This repository contains code and data for the paper: Piecing It All Together: Verifying Multi-Hop Multimodal Claims in COLING 2025.
Nov 13, 2024
Initial release.
In the Dataset folder you will find the files for MMCV:
Each line of the MMCV files (e.g. 1hop.json
) contains one multi-hop claim, alongside its multimodal evidence.
{
"claim": "Each Cadet is equipped with a tool in their right hand, much like a coffeehouse serves a variety of beverages to its patrons.",
"wiki_context": "A coffeehouse, coffee shop, or café is an establishment that serves various types of coffee, espresso, latte, americano and cappuccino. Some coffeehouses may serve cold beverages, such as iced coffee and iced tea, as well as other non-caffeinated beverages. A coffeehouse may also serve food, such as light snacks, sandwiches, muffins, cakes, breads, donuts or pastries.
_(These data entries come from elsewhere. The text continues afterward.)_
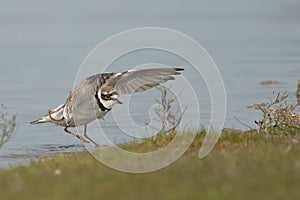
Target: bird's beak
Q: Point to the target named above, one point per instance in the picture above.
(118, 101)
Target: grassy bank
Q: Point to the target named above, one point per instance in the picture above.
(243, 165)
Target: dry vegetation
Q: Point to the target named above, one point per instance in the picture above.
(277, 114)
(7, 125)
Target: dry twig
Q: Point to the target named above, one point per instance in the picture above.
(278, 113)
(7, 125)
(169, 115)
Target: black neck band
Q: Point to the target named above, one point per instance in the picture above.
(101, 106)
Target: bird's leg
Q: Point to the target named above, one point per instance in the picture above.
(76, 135)
(85, 135)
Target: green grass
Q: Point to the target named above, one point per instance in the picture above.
(243, 165)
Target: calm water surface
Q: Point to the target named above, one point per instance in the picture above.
(42, 46)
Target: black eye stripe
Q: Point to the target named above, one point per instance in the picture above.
(114, 93)
(105, 96)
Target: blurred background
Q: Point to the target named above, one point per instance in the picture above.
(43, 43)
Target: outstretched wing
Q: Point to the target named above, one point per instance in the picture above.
(141, 80)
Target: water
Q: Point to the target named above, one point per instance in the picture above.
(42, 45)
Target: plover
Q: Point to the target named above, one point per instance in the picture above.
(94, 96)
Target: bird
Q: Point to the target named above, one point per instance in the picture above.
(95, 96)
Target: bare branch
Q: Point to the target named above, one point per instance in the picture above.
(7, 125)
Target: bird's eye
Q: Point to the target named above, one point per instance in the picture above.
(105, 96)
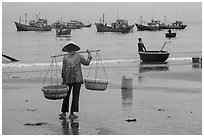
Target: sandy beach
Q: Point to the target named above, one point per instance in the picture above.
(165, 100)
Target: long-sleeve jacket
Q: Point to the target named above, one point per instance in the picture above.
(71, 68)
(141, 47)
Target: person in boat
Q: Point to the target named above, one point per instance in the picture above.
(72, 77)
(141, 47)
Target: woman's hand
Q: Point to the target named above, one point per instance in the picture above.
(89, 54)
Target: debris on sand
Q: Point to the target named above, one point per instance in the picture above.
(35, 124)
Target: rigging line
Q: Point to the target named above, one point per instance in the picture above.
(91, 66)
(103, 67)
(52, 69)
(97, 65)
(47, 74)
(56, 70)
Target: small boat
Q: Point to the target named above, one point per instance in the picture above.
(175, 25)
(74, 24)
(119, 25)
(154, 56)
(63, 32)
(39, 25)
(170, 35)
(86, 25)
(154, 25)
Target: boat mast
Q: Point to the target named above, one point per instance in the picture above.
(141, 19)
(103, 18)
(20, 19)
(36, 17)
(25, 18)
(164, 19)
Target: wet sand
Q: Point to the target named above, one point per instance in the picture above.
(165, 100)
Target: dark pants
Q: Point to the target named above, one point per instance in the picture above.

In continental Europe, some cafés also serve alcoholic beverages. Coffeehouses range from owner-operated small businesses to large multinational corporations.",
"text_evidence": [],
"image_evidence": [
"50ccc7ab2db82b7feeaa3bbf6f533773"
],
"table_evidence": [],
"label": "SUPPORT"
}
The ids for text_evidence
, image_evidence
, and table_evidence
corresponds to ids in MMQA. Please run python download_raw.py
and sh download_images.sh
in Setup to download the raw files.
Step1: Please create .env file and set your API key:
OPENAI_API_KEY="YOUR KEY"
GEMINI_API_KEY="YOUR KEY"
Step2: This script will create and download all raw data to directory called MMQA_Raw
.
python download_raw.py
Step3: Run the following script to download raw image files from MMQA. Then, please unzip it and put it under MMQA_Raw
. The path will be MMQA_Raw/final_dataset_images
.
sh download_images.sh
Requires Python 3.9 to run.
Install conda environment from environment.yml
file.
conda env create -n mmcv --file environment.yml
conda activate mmcv
To run claim generationa and refinement:
python data_collection_pipeline.py
python assemble.py
To run the negation pipeline:
python negation_pipeline.py
To run MLLM experiments:
python mllm_exp.py
python evaluation.py
All experiment results can be found in the MLLM_Results folder.
@inproceedings{wang2024piecing,
title={Piecing It All Together: Verifying Multi-Hop Multimodal Claims},
author={Haoran Wang and Aman Rangapur and Xiongxiao Xu and Yueqing Liang and Haroon Gharwi and Carl Yang and Kai Shu.},
booktitle={Proceedings of the 31st International Conference on Computational Linguistics},
year={2025}
}
The MMCV dataset is distribued under the CC BY-SA 4.0 license.